The Chief Executive Office in-charge of Cape Coast Teaching Hospital, Dr. Daniel Asare has hinted that, the facility will now conduct free hearing impairment test for all newly born babies at the facility. This has been made possible by the donation of audiometer and acoustic emission by Less Privileged Ghana Foundation through the Czech Republic Embassy in Accra who bought the machines.

The Chief Executive Officer in-charge of the Cape Coast Teaching Hospital, Dr. Daniel Asare the donation of the equipment will enable the hospital to screen all newly born babies in the facility. He said before this donation, the facility used to borrow or make referrals to the Cape Coast School for the Blind and Deaf for assessments. He is appealing to corporate Ghana to come to their aid with at least another one since one is not adequate to meet the increasing number of clients.

Aerologist surgeon Dr. Richard Salzman from Czech Republic has assured to work with the Cape Coast Teaching Hospital to train their doctors and nurses and also to establish database for children who may need cochlear implant to correct their hearing impairment problems

Nursing mothers commends Cape Coast Teaching Hospital for taking the initiative to conduct free hearing impairment screening for all newly born babies at the facility for early detection of hearing and speech impairment in their lives. The initiative was made possible for the hospital as a result of free donation of portable audiometer and acoustic emission machine by Less Privilege Ghana Foundation with their Czech Republican partners.

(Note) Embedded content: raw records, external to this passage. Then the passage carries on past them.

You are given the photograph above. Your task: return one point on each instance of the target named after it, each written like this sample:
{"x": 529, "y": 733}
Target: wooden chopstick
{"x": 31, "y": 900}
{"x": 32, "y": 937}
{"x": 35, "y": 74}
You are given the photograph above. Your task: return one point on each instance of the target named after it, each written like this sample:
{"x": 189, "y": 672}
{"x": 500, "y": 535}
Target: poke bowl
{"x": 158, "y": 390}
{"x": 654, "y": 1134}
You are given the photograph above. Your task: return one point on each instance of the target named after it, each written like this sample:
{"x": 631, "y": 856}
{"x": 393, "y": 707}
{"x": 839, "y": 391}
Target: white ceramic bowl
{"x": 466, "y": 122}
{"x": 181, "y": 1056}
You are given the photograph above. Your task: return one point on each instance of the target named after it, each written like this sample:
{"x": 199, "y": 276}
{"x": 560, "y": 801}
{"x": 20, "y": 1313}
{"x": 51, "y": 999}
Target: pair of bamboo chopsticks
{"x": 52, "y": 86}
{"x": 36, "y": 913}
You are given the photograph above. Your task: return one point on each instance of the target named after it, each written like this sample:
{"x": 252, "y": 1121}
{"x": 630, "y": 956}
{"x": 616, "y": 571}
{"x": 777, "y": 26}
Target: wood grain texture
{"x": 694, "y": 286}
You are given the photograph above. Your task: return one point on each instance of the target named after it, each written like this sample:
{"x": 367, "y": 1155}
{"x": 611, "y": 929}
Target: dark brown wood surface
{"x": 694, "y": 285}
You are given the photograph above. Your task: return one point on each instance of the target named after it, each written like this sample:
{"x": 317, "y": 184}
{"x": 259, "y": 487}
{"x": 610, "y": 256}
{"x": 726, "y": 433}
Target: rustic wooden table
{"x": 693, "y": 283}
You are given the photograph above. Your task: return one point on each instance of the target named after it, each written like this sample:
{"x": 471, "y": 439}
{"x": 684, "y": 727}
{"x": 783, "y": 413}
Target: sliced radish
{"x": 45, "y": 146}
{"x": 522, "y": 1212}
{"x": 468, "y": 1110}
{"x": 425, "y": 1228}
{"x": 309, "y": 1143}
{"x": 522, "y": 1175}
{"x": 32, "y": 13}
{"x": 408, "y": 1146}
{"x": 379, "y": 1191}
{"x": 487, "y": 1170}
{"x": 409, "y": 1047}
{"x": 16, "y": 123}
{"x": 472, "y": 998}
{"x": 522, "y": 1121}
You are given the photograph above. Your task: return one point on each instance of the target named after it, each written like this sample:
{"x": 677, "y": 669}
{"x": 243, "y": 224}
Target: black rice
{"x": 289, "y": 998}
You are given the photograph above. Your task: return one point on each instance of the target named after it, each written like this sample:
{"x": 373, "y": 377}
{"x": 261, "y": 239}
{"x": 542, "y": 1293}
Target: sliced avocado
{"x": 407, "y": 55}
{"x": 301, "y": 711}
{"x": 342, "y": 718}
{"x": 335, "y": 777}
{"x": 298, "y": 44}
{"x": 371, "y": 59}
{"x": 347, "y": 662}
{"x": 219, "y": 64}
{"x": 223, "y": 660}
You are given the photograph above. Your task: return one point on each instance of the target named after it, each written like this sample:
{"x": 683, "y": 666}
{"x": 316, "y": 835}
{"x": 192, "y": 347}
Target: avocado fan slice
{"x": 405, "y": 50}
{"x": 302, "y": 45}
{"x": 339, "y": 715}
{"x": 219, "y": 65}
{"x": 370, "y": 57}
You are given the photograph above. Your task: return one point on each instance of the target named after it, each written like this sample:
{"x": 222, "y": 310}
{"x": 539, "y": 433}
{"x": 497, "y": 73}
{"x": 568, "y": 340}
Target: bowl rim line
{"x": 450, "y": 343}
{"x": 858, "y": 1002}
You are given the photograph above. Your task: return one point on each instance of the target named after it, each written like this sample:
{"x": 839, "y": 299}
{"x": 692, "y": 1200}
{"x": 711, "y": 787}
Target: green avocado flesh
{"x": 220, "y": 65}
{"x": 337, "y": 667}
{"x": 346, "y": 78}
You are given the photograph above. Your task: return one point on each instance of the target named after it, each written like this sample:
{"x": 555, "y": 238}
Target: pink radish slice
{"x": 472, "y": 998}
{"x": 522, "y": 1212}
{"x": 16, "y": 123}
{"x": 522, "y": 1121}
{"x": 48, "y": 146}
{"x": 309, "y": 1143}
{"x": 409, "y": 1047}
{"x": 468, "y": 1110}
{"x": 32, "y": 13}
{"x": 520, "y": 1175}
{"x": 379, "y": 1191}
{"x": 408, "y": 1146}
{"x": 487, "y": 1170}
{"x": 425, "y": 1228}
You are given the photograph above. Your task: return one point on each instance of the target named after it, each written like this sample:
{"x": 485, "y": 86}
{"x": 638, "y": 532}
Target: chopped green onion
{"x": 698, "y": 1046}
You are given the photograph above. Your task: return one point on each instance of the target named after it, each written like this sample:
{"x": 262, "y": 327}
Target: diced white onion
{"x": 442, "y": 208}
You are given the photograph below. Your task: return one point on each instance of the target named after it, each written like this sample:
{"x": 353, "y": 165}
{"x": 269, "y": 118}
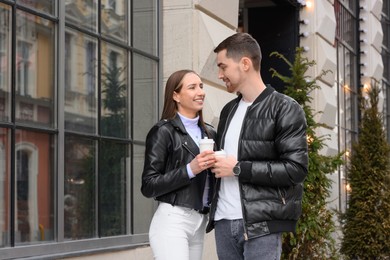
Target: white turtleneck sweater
{"x": 193, "y": 129}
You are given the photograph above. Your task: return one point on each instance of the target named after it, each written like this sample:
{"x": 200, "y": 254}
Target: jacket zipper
{"x": 238, "y": 152}
{"x": 282, "y": 197}
{"x": 188, "y": 149}
{"x": 239, "y": 183}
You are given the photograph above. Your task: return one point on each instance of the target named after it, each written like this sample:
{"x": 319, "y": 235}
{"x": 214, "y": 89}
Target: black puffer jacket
{"x": 169, "y": 148}
{"x": 273, "y": 156}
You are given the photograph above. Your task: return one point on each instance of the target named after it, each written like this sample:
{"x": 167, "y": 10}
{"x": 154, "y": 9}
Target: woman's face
{"x": 191, "y": 96}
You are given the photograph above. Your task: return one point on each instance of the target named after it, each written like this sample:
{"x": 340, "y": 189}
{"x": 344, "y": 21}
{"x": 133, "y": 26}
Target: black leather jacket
{"x": 273, "y": 156}
{"x": 169, "y": 148}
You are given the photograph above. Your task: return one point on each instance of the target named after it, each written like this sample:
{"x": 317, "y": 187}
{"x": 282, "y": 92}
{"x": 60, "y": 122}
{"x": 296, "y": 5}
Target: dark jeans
{"x": 229, "y": 236}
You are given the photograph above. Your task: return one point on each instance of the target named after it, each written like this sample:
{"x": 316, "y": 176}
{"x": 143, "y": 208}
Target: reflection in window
{"x": 4, "y": 184}
{"x": 23, "y": 66}
{"x": 81, "y": 97}
{"x": 348, "y": 85}
{"x": 46, "y": 6}
{"x": 79, "y": 188}
{"x": 145, "y": 95}
{"x": 144, "y": 19}
{"x": 34, "y": 188}
{"x": 114, "y": 119}
{"x": 113, "y": 165}
{"x": 91, "y": 71}
{"x": 5, "y": 63}
{"x": 34, "y": 69}
{"x": 82, "y": 14}
{"x": 68, "y": 65}
{"x": 114, "y": 19}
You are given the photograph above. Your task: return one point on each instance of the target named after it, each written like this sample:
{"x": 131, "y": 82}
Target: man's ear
{"x": 246, "y": 63}
{"x": 176, "y": 97}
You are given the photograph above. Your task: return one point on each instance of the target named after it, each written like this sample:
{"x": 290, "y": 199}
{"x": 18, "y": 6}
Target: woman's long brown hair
{"x": 174, "y": 84}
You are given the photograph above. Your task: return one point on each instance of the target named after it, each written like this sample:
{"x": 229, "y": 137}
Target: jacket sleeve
{"x": 290, "y": 168}
{"x": 161, "y": 174}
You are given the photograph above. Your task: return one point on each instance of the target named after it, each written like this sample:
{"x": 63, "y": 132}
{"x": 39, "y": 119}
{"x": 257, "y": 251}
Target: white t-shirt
{"x": 229, "y": 204}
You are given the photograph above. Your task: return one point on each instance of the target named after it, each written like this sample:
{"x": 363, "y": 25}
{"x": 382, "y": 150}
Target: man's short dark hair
{"x": 241, "y": 45}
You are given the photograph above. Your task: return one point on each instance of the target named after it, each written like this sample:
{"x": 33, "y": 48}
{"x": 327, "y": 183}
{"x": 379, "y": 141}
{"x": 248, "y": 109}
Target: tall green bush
{"x": 367, "y": 219}
{"x": 313, "y": 239}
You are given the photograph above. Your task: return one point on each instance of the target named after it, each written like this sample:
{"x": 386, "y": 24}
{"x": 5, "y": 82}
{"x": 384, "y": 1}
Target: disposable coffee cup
{"x": 206, "y": 144}
{"x": 220, "y": 153}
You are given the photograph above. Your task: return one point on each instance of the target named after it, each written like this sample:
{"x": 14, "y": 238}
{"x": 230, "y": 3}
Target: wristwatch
{"x": 237, "y": 169}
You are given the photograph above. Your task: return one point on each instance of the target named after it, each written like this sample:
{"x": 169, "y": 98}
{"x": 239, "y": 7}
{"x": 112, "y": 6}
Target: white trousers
{"x": 177, "y": 233}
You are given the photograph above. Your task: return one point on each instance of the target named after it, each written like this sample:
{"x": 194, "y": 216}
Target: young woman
{"x": 176, "y": 174}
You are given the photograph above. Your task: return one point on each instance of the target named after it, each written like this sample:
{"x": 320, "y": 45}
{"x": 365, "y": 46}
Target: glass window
{"x": 66, "y": 182}
{"x": 145, "y": 96}
{"x": 114, "y": 165}
{"x": 348, "y": 86}
{"x": 145, "y": 25}
{"x": 114, "y": 22}
{"x": 34, "y": 70}
{"x": 34, "y": 206}
{"x": 79, "y": 188}
{"x": 4, "y": 186}
{"x": 5, "y": 63}
{"x": 82, "y": 14}
{"x": 47, "y": 6}
{"x": 115, "y": 92}
{"x": 81, "y": 86}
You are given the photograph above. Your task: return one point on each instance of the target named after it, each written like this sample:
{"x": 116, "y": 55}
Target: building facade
{"x": 82, "y": 82}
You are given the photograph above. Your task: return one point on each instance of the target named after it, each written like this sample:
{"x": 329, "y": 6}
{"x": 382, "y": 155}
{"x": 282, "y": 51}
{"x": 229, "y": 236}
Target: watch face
{"x": 236, "y": 170}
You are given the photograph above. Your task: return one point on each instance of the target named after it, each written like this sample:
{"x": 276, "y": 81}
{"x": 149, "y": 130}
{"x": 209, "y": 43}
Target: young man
{"x": 260, "y": 183}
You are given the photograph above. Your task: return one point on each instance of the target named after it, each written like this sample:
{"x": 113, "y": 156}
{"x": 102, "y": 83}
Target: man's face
{"x": 229, "y": 71}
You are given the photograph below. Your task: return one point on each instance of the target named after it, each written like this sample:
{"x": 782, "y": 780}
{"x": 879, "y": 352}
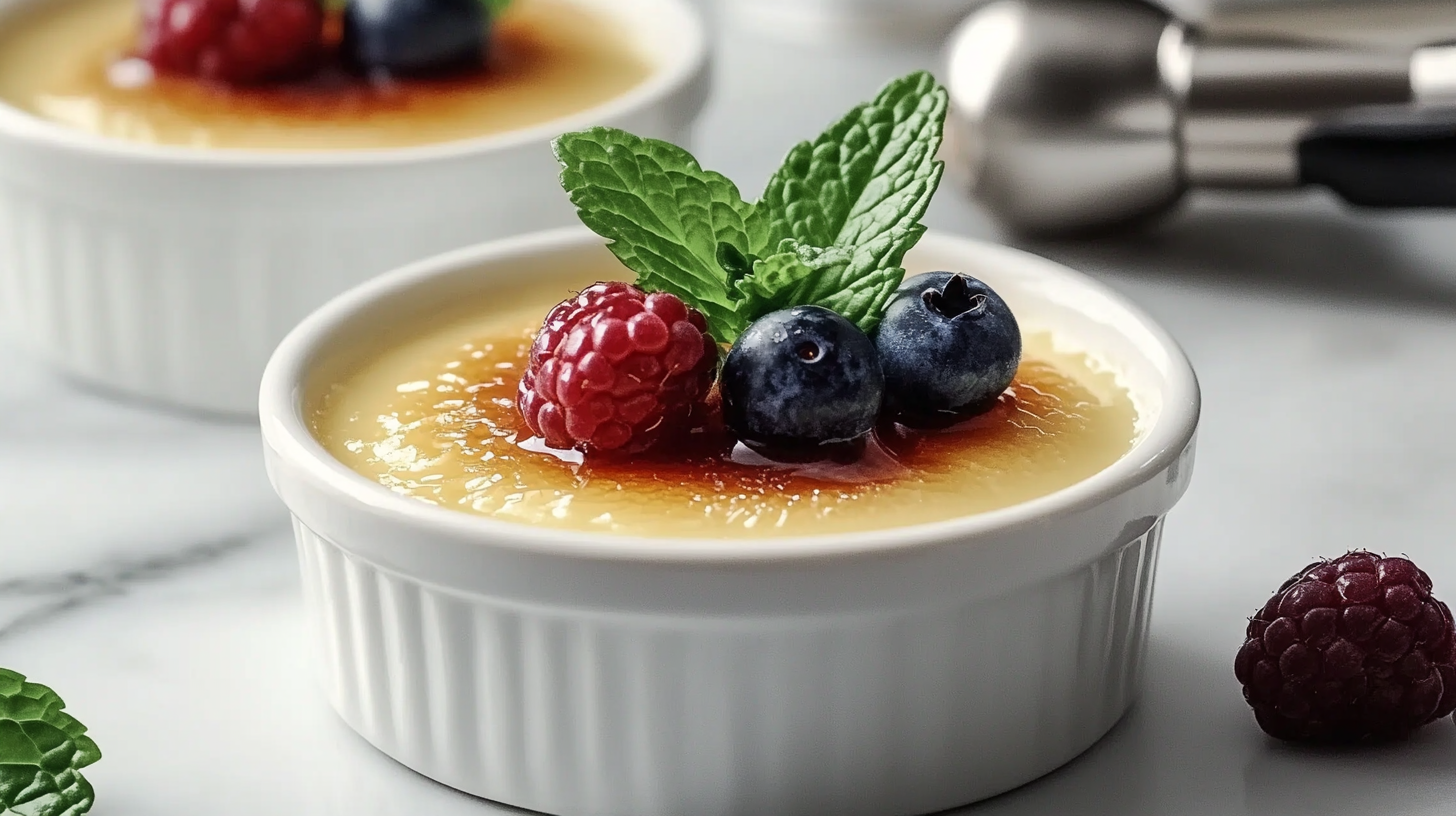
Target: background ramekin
{"x": 171, "y": 274}
{"x": 852, "y": 21}
{"x": 877, "y": 673}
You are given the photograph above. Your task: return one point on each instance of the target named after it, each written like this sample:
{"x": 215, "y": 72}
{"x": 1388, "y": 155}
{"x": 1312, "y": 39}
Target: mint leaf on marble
{"x": 42, "y": 751}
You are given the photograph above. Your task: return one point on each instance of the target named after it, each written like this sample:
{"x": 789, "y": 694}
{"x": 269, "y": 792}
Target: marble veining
{"x": 149, "y": 574}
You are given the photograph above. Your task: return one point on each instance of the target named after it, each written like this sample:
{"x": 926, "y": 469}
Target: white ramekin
{"x": 849, "y": 21}
{"x": 877, "y": 673}
{"x": 171, "y": 274}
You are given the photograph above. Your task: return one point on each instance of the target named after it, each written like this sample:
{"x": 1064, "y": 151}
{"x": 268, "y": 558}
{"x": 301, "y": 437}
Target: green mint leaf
{"x": 794, "y": 276}
{"x": 864, "y": 185}
{"x": 42, "y": 751}
{"x": 852, "y": 281}
{"x": 666, "y": 219}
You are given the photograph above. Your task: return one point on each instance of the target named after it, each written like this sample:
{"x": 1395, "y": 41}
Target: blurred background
{"x": 146, "y": 567}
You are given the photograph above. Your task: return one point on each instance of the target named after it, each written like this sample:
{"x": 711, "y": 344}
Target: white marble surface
{"x": 146, "y": 570}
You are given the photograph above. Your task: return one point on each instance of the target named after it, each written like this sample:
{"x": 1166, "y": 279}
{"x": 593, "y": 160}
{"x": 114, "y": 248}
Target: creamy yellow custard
{"x": 66, "y": 60}
{"x": 434, "y": 418}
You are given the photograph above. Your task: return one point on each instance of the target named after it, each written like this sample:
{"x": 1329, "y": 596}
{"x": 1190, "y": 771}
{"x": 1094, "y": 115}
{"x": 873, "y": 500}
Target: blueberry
{"x": 801, "y": 378}
{"x": 948, "y": 346}
{"x": 415, "y": 37}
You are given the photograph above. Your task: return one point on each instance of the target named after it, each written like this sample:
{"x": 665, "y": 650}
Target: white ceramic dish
{"x": 171, "y": 274}
{"x": 849, "y": 21}
{"x": 880, "y": 673}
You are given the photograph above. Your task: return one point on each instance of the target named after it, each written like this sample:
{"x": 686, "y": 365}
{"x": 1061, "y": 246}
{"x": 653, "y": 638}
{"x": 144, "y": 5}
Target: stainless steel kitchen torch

The Executive Director for Less Privileged Ghana Foundation, Emmanuel Appiah Warden said, it is their vision to do cochlear implant for those with severe hearing impairment in 2020. This is the reason why they have donated these equipment to the Cape Coast Teaching Hospital. They will reach out to other regions with similar facilities since they are determining eliminate hearing impairment in Ghanaian societies.

Emmanuel Appiah Warden said their greatest challenge in importing equipment meant for donation to health facilities in Ghana has to do with huge import duty charges at the port. They are appealing to government to try as much as possible to grant tax wavers to NGO’s who import equipment to complement government efforts of ensuring high quality service delivery.